É claro que a poda das videiras, a preparação dos terrenos, o enxertio, os pousios, a sulfatação, etc. podem ajudar a melhorar as produções e a minorar os estragos. Mas há "n" imponderáveis que nem os mais experientes conseguem evitar.

Que fazer? Mudar de rótulo para preservar a marca? Comprar uvas em Espanha? Ou assumir que neste ano esta quinta deu vinho assim - esperando que aqueles que percebem do artigo e os "habitués" tenham em conta a qualidade global das safras anteriores - e dêem ao menos o benefício da dúvida para o futuro?...

É fácil ir roubar o "enólogo" da "quinta" ao lado - pagar-lhe mais, por exemplo. Também há quem não se importe de ir comprar as "uvas" a outro "país" e tenha a lata de fazer passar o vinho como sendo o da cooperativa agrícola da terra.

Vale então tudo para se manter o prestígio do rótulo?

«Olhe que não, Sr. Dr.; olhe que não...»

Fora estas "pequenas" ressalvas, concordo a 100% com o resto do artigo: viver à sombra do rótulo é que não pode ser...

Abraço!

Eduardo
Ilustre:

Eu nem pretendi entrar por aí, pela mais minunciosa das minunciosas práticas de produção vinicola, como calcularás. Mas de facto, tem muito que se lhe diga essas nuances, sem dúvida alguma.

Muda de ano para ano e por vezes, até muda de mês a mês, o que só corrobora ainda mais o que disse, note-se com propriedade. Evidentemente que nem os mais experientes enólogos podem prever estas coisas, obviamente.

Claro que é facil levar o enólogo da quinta do lado para a nossa e vice-versa. Claro que sim. Como é fácil também a quinta ao lado espalhar aos sete ventos que o vizinho comprou uvas noutro "país" e fá-las passar como sendo do nosso, quando até é falso. A ignorância e a maledicência andam juntas nestas coisas dos "vinhos", como bem sabemos. Os tais mitos de que falavamos há uns dias em particular, lembras-te? Se alguns enólogos fossem mais competentes procurando saber de facto e não emprenhassem pelos ouvidos iriam facilmente perceber que, afinal, não é bem assim, não é?

Claro que não vale tudo para manter o prestígio do rótulo; há até uns rótulos que dispenso liminarmente porque já lhes conheço muito bem o vinho. Lá está, provei o mesmo de várias colheitas ao longo dos anos e até hoje, nada a assinalar de jeito.
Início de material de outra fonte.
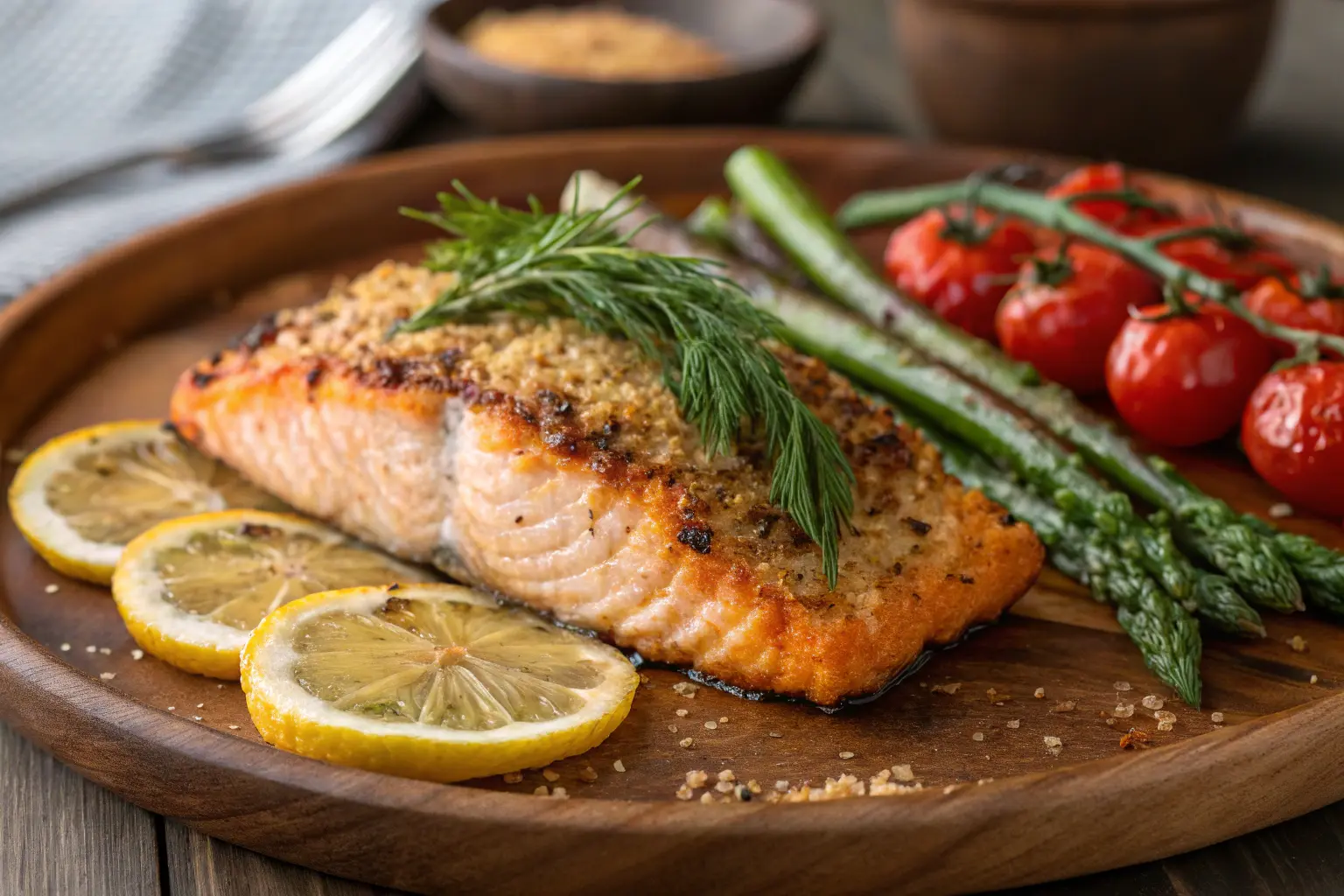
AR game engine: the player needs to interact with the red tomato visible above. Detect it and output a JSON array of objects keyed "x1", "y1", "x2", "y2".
[
  {"x1": 886, "y1": 208, "x2": 1035, "y2": 339},
  {"x1": 1106, "y1": 302, "x2": 1274, "y2": 447},
  {"x1": 1242, "y1": 361, "x2": 1344, "y2": 517},
  {"x1": 1144, "y1": 219, "x2": 1294, "y2": 290},
  {"x1": 1046, "y1": 161, "x2": 1176, "y2": 234},
  {"x1": 995, "y1": 243, "x2": 1161, "y2": 395},
  {"x1": 1243, "y1": 273, "x2": 1344, "y2": 357}
]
A verdade, de facto, haja as nuances, truques, colheitas, contratações e campanhas anti-produtor da quinta do lado, que houver, a verdade é só uma: Um bom vinho é sempre um bom vinho.

Abraços!
Ahh, e ainda tens aqueles enólogos que para poder justificar aquela "uva" em concreto conseguem arranjar um "subterfúgio legal" qualquer e assim, conferir-lhe uma chancela de origem que, na prática, nunca teve, mas mantendo a legalidade absoluta. O problema é que o subterfugio legal de uns é o mesmo de outros, só mudando, porventura, a "tábua dos mandamentos" de cada produtor, porque na prática, é rigorosamente a mesma coisa; não há nestas matérias "Leis legais" e "Leis Ilegais", como bem sabes....
Eduardo disse…
Olarila, meu caro Aventuras.

Há quem vá ainda mais longe:

- há "quintas" que chegam ao ridículo de proibir ao pólen que flutue livremente no ar à procura da "quinta" que lhes possa interessar mais... que terão eles a esconder?...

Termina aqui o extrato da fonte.